Egli rivendica istituti fondamentali del liberalismo con la sua concezione di un “costume” liberale che lo avvicinano ai giacobini più che ai suoi tempi. “La libertà di stampa è postulato primo del liberalismo; essa può tralignare, ma anche in questo caso serve a distruggere il servilismo nei riguardi dell’autorità come tale” 114.

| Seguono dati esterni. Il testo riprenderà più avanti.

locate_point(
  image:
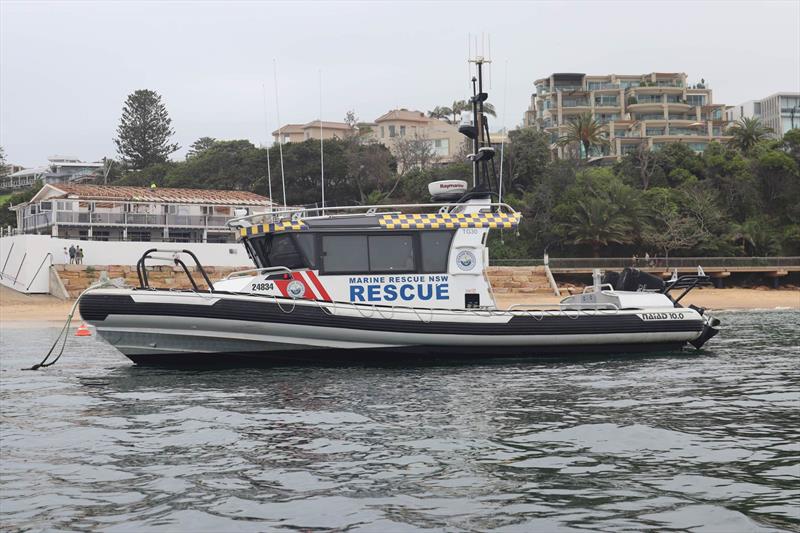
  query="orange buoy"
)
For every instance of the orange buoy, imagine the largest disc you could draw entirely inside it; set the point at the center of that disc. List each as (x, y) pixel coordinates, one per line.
(83, 331)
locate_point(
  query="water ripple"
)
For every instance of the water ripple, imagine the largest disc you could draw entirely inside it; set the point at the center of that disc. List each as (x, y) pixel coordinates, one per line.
(704, 442)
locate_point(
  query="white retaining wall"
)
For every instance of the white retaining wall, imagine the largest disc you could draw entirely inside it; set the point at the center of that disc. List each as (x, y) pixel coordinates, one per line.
(22, 255)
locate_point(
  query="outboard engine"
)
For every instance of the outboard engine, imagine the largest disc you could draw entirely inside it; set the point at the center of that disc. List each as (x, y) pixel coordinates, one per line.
(632, 279)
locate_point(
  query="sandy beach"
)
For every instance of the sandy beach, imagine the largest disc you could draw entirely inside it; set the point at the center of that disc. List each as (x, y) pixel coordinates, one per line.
(19, 308)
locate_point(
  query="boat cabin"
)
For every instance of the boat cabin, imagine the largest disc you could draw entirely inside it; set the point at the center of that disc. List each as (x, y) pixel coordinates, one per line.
(433, 260)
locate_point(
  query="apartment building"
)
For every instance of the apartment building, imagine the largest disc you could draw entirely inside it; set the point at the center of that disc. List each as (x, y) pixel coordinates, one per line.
(780, 111)
(398, 124)
(312, 130)
(652, 109)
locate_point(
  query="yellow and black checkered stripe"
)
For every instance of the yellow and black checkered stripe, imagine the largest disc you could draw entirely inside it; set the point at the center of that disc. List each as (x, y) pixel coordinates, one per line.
(451, 221)
(260, 229)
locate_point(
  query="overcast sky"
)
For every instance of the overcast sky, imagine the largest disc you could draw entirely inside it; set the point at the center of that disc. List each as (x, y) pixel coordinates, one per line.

In ogni aspetto della lotta politica la sua visione è sempre ideologica. L’autore conclude valutando in termini complessivamente favorevoli e positivi l’evoluzione del pensiero di Gramsci ed infine anche l’utilizzazione finale dei suoi testi: “Non è ancora un’articolata filosofia liberale del socialismo, ne è sicuramente l’imprescindibile punto di partenza etico. I quaderni sono l’inizio di una costruzione teorica in positivo che chi entrò in carcere come segretario del ‘Partito comunista d’Italia. Sezione della Terza Internazionale’ non ebbe il tempo di portare al suo pieno svolgimento….Le stranezze della storia. A partire dal 1947, anno della pubblicazione dell’edizione togliattiana delle Lettere, accadde un evento paradossale e imprevedibile: gli scritti del ‘comunista’ Gramsci svolsero il ruolo di oggettivo cavallo di Troia di elementi di liberalismo in un universo di pensiero antitetico al liberalismo. L’astuto Togliatti ne fu l’Ulisse, difficile dire quanto consapevole” 113-114.
E così l’autore tende a salvare ed assolvere capra e cavoli nel quadro della perdurante storia dell’ideologia nazionale.
Da questa ricostruzione si può concludere riaffermando la completa estraneità del partito nuovo edificato dai centristi togliattiani sul lascito gramsciano ad ogni relazione o collegamento col partito sezione della III Internazionale fondato a Livorno. La controrivoluzione si sceglie i suoi e anche le sue forme ideologiche tornando suddita del pensiero dominante: quella della Sinistra fu è e sarà altra storia ed altro programma.